Published 12:00 am Friday, September 2, 2011

By Scott Jenkins
sjenkins@salisburypost.com
LANDIS — Gerald Mitchell Gray Jr. took his son fishing several times a week over the summer, his pastor said Friday. With school back in session, he decided to go out alone on Wednesday and hauled his boat to a familiar spot, Badin Lake.
“They went to Badin a good bit,” Marler Starnes said. “He was by himself the other day. … I don’t know why he was by himself.”
Authorities haven’t made a final determination, either, about what happened that caused Gray to fall from his boat and drown not far from shore at the northern end of the Stanly County lake.

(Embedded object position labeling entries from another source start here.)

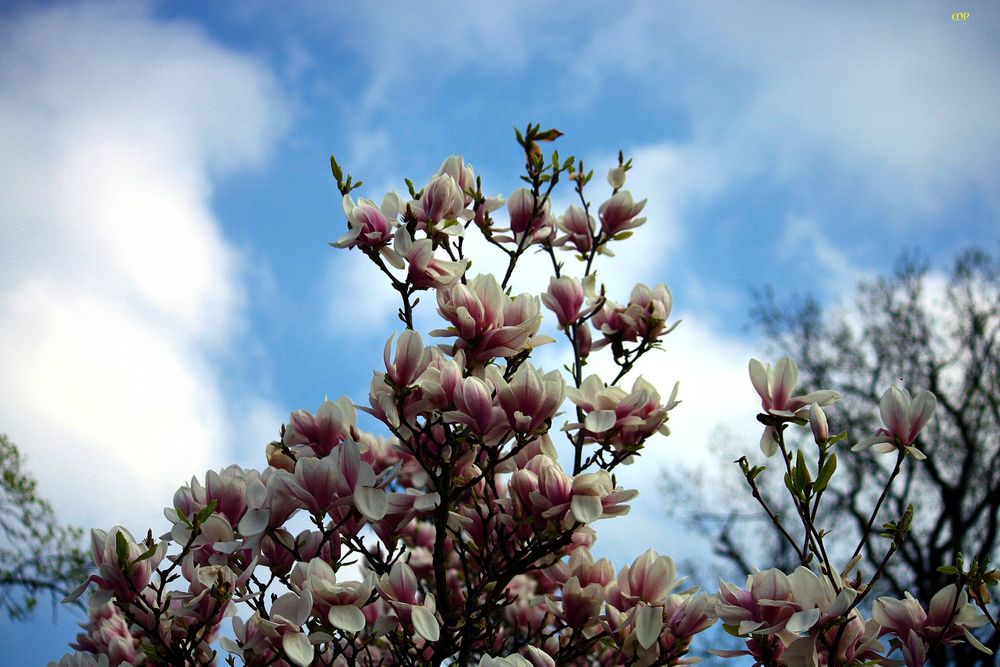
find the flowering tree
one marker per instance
(471, 540)
(943, 334)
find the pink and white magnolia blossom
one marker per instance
(618, 213)
(121, 578)
(424, 270)
(462, 173)
(521, 205)
(578, 228)
(487, 321)
(471, 540)
(107, 634)
(625, 420)
(904, 419)
(339, 603)
(336, 484)
(797, 617)
(442, 200)
(410, 361)
(368, 224)
(330, 426)
(476, 409)
(775, 387)
(949, 618)
(616, 177)
(564, 298)
(531, 399)
(400, 591)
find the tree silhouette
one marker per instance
(38, 556)
(916, 329)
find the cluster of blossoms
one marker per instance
(459, 537)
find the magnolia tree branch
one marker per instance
(456, 537)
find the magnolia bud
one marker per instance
(277, 458)
(584, 340)
(616, 177)
(817, 421)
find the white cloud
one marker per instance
(117, 282)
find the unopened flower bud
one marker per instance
(616, 177)
(818, 423)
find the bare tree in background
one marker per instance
(38, 556)
(917, 330)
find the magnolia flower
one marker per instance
(520, 206)
(618, 213)
(564, 298)
(579, 229)
(595, 497)
(442, 199)
(649, 579)
(461, 173)
(488, 322)
(426, 271)
(337, 483)
(287, 616)
(124, 568)
(623, 420)
(369, 225)
(775, 387)
(531, 399)
(330, 426)
(474, 407)
(340, 603)
(410, 361)
(399, 590)
(949, 617)
(581, 604)
(106, 634)
(616, 177)
(904, 419)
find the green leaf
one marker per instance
(146, 554)
(826, 473)
(833, 439)
(548, 135)
(121, 549)
(206, 512)
(337, 171)
(802, 475)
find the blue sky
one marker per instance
(166, 288)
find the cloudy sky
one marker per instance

Any reason given now would be “just speculation,” Lt. John Howell of the N.C. Wildlife Resources Commission said Friday.
Gray, a 41-year-old father of two and grandfather, will be buried Sunday at West Lawn Memorial Park in China Grove. His family will receive friends 6-8 p.m. today at Whitley’s Funeral Home in Kannapolis.
Howell said authorities got a call around midday Wednesday after someone spotted an empty boat with the motor running circling on Badin Lake near the Old Whitney Road boat landing.
The boat eventually beached itself. Emergency responders found Gray’s body in the water where the vessel had been circling, Howell said. They saw no other potential cause of death than drowning.
“We heard reports that somebody heard somebody calling for help, but I did not talk with anybody up at the scene that said that to me,” Howell said.
The Wildlife Resources Commission is still investigating what caused Gray’s death and could release findings next week, Howell said.
Meanwhile, Gray’s family and friends will spend this long holiday weekend in mourning.
“They’re doing all right, but they’re just very upset and hurt,” Starnes said.
Gray was born in 1969 to parents Gerald Sr. and Anita Gray. The family lived in Concord and that’s where he met the former Sandy Lineberry. High school sweethearts, they had been married 23 years. They have two children, daughter Bailey and son Gerald, a sophomore at South Rowan High School, and an infant granddaughter named Kymber Leigh Beach who Gerald Gray was “crazy about,” Starnes said.
“They’re a good, tight-knit family,” he said. “He cherished his kids and spent all the time he could with them.”
Gray worked at Williams Electric Co. in Charlotte. In his free time, he liked to hunt and fish and work on cars, Starnes said. He and his son had just finished rebuilding an engine for the younger Gerald’s pickup.
Starnes, who will preach Gray’s funeral Sunday, said he will remember him as “just a good person. He was a good man.”